The strength of Mr Cosgrove’s criticism of Mr Lewis is striking because he was one of the UUP’s most vocal advocates of its link with the Conservatives a decade ago, and has maintained warm relations with many Tories after that political alliance ended.
Referring to Mr Lewis’s repeated attempts to play down the new border by pointing to existing sanitary and psytosanitary (SPS) checks, Mr Cosgrove said: “This is one of the main myths that the government and Brandon Lewis are trying to spin – we always had control of animals and so this is not a lot different.
“It’s different because all goods require a full import declaration. So even though on the simplified check to get it in [to NI], only psytosanitary food products require it, when the goods have actually got in the importer – which is normally for these purposes in reality the exporter, the seller – they will still have to do a full import declaration, even if they are shipping tiles or ladders or anything else.
“They will still have to do a full import declaration complete with commodity codes, origin of the goods – so if they bought them in China or anywhere else outside the EU there might be duty involved – etc, etc.”
He said it was “constitutionally offensive” that details of goods coming into Northern Ireland were automatically sent to the UK Border Force who then decided whether each lorry would be searched when it arrived.
“It couldn’t be farther from frictionless for the users of the service at the start. What do I think will happen? Business will adapt, business will get used to it – but there will be a cost.
“Consumers will have to pay that cost, and maybe some large retailers will exploit it and charge more than it’s really costing them when they’ve got the opportunity to do so because there will be less people willing and able to do it.”

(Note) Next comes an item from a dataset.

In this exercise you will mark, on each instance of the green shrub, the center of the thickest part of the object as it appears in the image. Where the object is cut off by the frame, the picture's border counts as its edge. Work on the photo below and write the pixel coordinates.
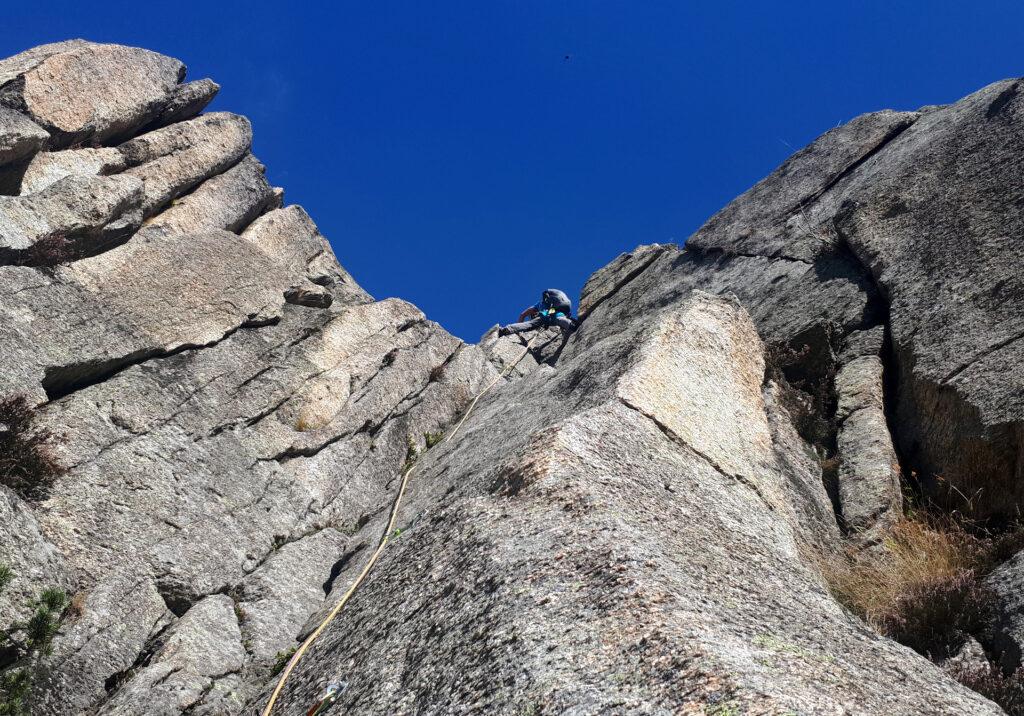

Mr Cosgrove said that as a unionist it was “gut-wrenching” to see DUP minister Edwin Poots, whose officials are operating the new border under EU supervision, last week publicly thank Brexit funder Arron Banks.
On New Year’s Day Mr Poots tweeted to Mr Banks: “Thank you for all you done [sic] to make it happen.”
Mr Cosgrove told the News Letter: “I don’t understand how any unionist, given that Brexit has now delivered a border down the Irish Sea and customs control points in Northern Ireland can still thank somebody who put money into the leave campaign ... So we couldn’t have delivered a Northern Ireland broken away from the UK without you [Mr Banks]?
“It’s absolutely disgraceful and gut-wrenching.”